August 15, 2005

UGLY:

'The pilots are unconscious ... farewell, cousin, we're frozen' (PAUL ANASTASI IN ATHENS AND MIKE THEODULOU IN CYPRUS, 8/15/05, The Scotsman)

ONE hundred and fifteen passengers on a doomed airliner were aware of their imminent death for up to 45 minutes but were unable to prevent the plane from crashing, killing everyone on board.

Terrified occupants of Helios Airways flight ZU522, from Larnaca in Cyprus to Prague via Athens, may even have attempted to seize control of the plane after an apparent oxygen supply or pressurisation problem caused the pilots to lose consciousness.

Greek officials believe the Cypriot Boeing 737 aircraft was flying on auto-pilot and ran out of fuel when it crashed into a hillside north of Athens yesterday, killing all 115 passengers and six crew.

Initial suspicions of an act of terrorism or a hijacking receded as indications grew of a technical failure, including perhaps decompression. It is possible that passengers and cabin crew had access to oxygen for themselves but were unaware that the pilots on the other side of the locked flight-deck door were unconscious as temperatures in both cabins plunged. Many of the passengers may have been alive when the plane crashed.

Sotiris Voutas said he received a text message from a cousin who was on the plane minutes before the crash. "He told me the pilots were unconscious. [He texted] 'Farewell, cousin, here we're frozen'." [...]

Angry relatives, who waited six hours to be told if their loved ones were aboard the flight, had to be restrained by police as they were finally allowed to check their names against the passenger list.

A spokesman for the fire brigade said a blaze had resulted in the bodies being charred beyond recognition.

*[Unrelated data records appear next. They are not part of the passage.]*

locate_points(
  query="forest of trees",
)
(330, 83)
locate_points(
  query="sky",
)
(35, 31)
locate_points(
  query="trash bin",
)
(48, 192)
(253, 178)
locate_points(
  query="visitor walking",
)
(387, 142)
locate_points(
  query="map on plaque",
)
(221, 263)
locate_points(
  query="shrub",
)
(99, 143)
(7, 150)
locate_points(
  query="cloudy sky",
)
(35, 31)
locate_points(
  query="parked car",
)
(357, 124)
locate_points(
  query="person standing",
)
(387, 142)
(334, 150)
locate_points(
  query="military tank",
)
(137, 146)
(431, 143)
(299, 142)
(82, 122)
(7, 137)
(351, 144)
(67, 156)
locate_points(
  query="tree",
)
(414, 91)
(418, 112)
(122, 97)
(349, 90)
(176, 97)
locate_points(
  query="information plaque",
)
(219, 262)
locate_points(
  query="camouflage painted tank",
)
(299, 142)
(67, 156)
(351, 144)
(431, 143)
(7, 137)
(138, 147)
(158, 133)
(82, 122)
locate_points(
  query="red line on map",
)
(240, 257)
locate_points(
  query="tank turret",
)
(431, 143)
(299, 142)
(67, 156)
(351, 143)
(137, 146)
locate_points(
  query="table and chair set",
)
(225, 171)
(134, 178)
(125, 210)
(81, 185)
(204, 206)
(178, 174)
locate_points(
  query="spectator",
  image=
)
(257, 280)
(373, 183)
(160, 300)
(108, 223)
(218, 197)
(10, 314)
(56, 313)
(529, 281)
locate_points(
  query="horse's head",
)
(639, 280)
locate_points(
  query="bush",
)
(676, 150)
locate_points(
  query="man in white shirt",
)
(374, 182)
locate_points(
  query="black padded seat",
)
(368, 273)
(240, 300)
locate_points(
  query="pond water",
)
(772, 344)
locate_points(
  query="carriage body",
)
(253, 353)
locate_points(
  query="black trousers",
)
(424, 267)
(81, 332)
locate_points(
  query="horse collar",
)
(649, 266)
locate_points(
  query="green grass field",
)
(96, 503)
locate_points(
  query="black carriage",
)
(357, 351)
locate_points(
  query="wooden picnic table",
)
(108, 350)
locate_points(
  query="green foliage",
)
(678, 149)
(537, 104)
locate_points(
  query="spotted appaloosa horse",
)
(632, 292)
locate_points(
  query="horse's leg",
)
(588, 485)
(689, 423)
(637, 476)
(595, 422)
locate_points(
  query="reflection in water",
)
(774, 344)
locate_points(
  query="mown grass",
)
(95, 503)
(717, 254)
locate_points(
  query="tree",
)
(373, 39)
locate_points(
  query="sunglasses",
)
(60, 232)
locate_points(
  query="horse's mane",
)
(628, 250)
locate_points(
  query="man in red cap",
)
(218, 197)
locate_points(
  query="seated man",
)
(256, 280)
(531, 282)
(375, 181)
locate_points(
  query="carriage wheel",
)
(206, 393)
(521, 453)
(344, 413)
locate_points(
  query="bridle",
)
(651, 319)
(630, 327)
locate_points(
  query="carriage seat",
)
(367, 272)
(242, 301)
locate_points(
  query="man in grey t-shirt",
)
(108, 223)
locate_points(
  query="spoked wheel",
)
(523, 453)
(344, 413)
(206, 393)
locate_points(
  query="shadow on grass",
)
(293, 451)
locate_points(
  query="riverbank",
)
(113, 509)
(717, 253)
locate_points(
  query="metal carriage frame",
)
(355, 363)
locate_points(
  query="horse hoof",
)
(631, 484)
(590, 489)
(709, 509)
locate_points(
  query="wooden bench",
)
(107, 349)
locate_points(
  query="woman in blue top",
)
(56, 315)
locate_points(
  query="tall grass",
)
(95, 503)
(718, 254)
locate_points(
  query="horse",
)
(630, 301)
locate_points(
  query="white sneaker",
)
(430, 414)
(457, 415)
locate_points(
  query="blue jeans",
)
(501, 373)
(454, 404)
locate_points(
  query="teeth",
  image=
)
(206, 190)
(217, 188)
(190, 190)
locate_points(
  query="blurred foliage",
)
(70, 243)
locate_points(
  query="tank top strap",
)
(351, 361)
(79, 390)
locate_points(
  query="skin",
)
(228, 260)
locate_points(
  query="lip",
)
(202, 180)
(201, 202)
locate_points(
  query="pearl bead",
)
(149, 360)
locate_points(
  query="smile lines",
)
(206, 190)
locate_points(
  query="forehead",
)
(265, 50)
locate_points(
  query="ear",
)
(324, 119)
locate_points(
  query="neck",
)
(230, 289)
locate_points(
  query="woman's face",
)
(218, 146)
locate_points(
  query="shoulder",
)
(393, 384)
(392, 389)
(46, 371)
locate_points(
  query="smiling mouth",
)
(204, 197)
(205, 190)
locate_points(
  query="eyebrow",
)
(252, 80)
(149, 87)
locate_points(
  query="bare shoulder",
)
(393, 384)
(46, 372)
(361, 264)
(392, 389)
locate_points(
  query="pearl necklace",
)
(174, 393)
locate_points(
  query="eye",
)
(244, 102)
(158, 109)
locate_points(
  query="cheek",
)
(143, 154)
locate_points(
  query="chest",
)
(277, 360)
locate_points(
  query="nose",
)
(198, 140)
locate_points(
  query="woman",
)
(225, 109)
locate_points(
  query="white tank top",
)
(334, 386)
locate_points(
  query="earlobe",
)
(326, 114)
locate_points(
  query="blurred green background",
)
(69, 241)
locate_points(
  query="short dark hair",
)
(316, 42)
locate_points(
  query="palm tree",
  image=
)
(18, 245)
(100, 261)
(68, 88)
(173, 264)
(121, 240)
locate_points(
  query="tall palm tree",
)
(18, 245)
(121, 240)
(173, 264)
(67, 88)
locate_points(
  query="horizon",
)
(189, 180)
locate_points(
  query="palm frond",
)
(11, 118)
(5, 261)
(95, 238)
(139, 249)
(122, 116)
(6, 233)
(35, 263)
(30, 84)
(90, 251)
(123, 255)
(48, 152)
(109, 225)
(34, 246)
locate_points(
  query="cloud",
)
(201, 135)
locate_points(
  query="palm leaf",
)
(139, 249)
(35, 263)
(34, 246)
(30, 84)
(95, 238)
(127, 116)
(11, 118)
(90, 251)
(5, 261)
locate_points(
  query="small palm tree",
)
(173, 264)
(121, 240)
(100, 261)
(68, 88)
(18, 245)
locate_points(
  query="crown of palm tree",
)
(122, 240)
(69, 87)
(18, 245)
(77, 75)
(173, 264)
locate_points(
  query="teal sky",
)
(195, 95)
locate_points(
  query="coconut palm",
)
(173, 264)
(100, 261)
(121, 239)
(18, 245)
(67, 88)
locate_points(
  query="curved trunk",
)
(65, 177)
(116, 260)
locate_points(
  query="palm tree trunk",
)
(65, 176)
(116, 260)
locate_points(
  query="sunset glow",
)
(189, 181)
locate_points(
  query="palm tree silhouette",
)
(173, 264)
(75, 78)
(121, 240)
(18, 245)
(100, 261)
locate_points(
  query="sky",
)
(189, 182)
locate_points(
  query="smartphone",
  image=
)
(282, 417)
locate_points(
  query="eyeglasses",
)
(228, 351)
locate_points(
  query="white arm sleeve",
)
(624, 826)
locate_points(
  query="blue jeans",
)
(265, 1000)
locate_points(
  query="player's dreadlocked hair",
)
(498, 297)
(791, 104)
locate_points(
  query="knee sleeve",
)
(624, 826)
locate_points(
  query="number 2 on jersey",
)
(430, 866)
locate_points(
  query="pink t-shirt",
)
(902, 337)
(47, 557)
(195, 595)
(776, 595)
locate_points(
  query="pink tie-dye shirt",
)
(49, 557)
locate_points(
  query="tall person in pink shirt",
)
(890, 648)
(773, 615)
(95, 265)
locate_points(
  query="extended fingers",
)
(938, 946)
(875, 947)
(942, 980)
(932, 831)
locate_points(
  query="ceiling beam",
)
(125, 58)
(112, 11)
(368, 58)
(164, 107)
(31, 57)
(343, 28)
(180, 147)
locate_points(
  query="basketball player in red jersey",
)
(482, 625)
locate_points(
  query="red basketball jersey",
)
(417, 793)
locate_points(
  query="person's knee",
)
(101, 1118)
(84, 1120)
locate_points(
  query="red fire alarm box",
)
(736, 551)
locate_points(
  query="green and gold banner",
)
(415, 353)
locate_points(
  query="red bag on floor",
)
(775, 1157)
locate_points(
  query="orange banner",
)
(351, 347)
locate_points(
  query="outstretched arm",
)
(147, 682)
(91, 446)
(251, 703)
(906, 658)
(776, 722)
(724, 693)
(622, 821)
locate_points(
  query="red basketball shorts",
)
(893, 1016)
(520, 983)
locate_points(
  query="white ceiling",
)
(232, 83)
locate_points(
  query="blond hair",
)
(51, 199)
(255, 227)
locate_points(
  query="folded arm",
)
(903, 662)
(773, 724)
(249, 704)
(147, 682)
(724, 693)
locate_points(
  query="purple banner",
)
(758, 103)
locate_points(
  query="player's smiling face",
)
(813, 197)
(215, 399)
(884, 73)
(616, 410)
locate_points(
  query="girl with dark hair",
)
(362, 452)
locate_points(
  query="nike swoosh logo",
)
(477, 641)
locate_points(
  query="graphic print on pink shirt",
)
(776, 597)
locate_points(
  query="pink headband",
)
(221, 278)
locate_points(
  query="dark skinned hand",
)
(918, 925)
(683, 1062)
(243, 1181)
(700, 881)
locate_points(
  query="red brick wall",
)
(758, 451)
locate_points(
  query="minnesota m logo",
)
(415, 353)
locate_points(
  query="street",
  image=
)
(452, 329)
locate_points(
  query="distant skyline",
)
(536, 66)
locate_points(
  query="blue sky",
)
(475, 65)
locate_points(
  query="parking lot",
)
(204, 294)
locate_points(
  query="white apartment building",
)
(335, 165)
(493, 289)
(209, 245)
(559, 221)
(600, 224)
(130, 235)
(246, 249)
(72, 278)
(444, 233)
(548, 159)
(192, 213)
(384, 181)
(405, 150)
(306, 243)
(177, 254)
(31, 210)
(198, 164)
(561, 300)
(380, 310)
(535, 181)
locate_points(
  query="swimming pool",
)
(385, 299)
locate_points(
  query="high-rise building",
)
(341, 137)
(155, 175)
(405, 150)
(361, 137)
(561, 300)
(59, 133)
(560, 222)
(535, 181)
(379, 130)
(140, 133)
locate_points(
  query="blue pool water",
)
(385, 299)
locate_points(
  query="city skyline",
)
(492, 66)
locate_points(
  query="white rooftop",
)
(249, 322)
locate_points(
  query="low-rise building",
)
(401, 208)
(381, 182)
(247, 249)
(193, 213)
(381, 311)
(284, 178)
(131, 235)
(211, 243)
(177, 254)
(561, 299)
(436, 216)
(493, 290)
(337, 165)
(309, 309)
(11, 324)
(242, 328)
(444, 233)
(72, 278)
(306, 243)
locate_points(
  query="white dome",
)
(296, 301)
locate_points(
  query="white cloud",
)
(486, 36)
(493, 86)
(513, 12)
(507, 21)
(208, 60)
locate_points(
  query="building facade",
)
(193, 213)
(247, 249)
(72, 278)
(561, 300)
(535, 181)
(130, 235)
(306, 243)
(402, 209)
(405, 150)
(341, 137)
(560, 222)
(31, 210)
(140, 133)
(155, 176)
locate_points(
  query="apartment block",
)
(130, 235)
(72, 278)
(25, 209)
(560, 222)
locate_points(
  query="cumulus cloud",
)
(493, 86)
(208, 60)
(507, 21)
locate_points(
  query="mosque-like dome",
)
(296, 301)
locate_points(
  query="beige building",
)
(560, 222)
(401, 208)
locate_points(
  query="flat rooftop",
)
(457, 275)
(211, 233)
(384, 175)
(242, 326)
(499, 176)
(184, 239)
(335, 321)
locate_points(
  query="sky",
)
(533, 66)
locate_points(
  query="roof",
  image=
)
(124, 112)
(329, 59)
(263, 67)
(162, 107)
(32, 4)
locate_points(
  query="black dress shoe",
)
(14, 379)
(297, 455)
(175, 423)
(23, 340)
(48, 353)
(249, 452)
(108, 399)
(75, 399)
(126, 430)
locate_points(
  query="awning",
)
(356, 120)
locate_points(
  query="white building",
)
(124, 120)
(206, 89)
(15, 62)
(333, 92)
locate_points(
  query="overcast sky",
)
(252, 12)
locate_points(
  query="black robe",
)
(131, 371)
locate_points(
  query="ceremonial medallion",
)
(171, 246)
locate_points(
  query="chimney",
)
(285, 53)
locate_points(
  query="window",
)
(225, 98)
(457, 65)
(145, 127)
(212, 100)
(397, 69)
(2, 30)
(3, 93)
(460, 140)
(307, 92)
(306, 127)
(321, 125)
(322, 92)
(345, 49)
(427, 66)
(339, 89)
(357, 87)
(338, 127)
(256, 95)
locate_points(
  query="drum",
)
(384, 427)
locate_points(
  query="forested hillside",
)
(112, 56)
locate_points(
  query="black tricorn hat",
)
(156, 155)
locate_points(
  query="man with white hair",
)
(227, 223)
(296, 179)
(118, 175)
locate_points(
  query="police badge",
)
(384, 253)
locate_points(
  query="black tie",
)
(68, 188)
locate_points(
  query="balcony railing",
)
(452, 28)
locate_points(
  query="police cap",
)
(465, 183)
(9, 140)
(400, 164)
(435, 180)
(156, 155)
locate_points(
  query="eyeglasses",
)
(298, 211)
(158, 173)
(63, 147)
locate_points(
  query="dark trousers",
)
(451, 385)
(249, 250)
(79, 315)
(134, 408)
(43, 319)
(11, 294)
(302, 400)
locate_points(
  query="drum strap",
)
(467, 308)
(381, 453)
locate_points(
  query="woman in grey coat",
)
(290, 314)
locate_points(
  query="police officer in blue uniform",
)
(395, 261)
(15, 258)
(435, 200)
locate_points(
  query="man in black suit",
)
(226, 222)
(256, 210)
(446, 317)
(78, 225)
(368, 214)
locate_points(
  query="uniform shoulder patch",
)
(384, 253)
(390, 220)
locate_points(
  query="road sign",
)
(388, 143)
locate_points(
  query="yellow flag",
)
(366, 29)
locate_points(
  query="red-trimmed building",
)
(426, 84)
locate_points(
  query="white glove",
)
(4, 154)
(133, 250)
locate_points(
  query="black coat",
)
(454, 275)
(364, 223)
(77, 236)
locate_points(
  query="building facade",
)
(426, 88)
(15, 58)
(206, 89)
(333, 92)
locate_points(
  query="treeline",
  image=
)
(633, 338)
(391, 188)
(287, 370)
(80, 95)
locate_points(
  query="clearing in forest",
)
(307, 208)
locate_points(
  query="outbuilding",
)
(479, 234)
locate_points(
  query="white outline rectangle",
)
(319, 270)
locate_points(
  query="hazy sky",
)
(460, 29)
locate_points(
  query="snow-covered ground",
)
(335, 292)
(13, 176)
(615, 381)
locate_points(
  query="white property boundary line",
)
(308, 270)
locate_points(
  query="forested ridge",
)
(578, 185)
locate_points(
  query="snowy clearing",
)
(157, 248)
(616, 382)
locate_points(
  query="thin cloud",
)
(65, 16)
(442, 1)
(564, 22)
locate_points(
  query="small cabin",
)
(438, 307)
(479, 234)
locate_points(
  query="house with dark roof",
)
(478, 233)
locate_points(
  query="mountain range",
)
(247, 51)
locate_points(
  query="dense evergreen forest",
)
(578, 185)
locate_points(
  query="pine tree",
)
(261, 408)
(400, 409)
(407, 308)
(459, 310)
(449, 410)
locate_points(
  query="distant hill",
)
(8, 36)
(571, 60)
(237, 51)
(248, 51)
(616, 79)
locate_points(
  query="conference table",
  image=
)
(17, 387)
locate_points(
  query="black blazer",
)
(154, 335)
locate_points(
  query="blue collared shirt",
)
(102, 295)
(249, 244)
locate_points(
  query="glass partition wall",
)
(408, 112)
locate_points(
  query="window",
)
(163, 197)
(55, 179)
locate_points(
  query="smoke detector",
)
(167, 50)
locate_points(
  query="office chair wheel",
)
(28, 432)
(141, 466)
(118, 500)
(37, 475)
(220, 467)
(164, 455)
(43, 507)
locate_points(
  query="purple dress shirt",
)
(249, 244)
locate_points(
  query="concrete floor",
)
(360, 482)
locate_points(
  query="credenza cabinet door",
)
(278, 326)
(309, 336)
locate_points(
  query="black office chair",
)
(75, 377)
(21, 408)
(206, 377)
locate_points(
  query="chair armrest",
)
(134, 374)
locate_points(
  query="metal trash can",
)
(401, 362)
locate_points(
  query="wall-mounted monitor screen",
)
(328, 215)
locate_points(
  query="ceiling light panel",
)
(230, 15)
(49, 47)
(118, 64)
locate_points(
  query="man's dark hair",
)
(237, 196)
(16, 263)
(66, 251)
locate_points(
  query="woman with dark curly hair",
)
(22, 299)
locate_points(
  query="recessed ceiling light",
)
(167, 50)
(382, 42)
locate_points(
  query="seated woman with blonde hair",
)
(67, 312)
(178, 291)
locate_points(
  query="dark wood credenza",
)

Helios Airways is a small, privately owned airline with four aircraft that operates a handful of scheduled flights to London, Athens, some Greek islands and eastern European destinations.

The airline caters mainly for Cypriots, Greeks and British holidaymakers and businessmen who travel between Cyprus, Greece and Britain.

Posted by Orrin Judd at August 15, 2005 12:00 AM
Comments

Apparently, the text message bit is a hoax. The man was arrested for propagating it. See airliners.net.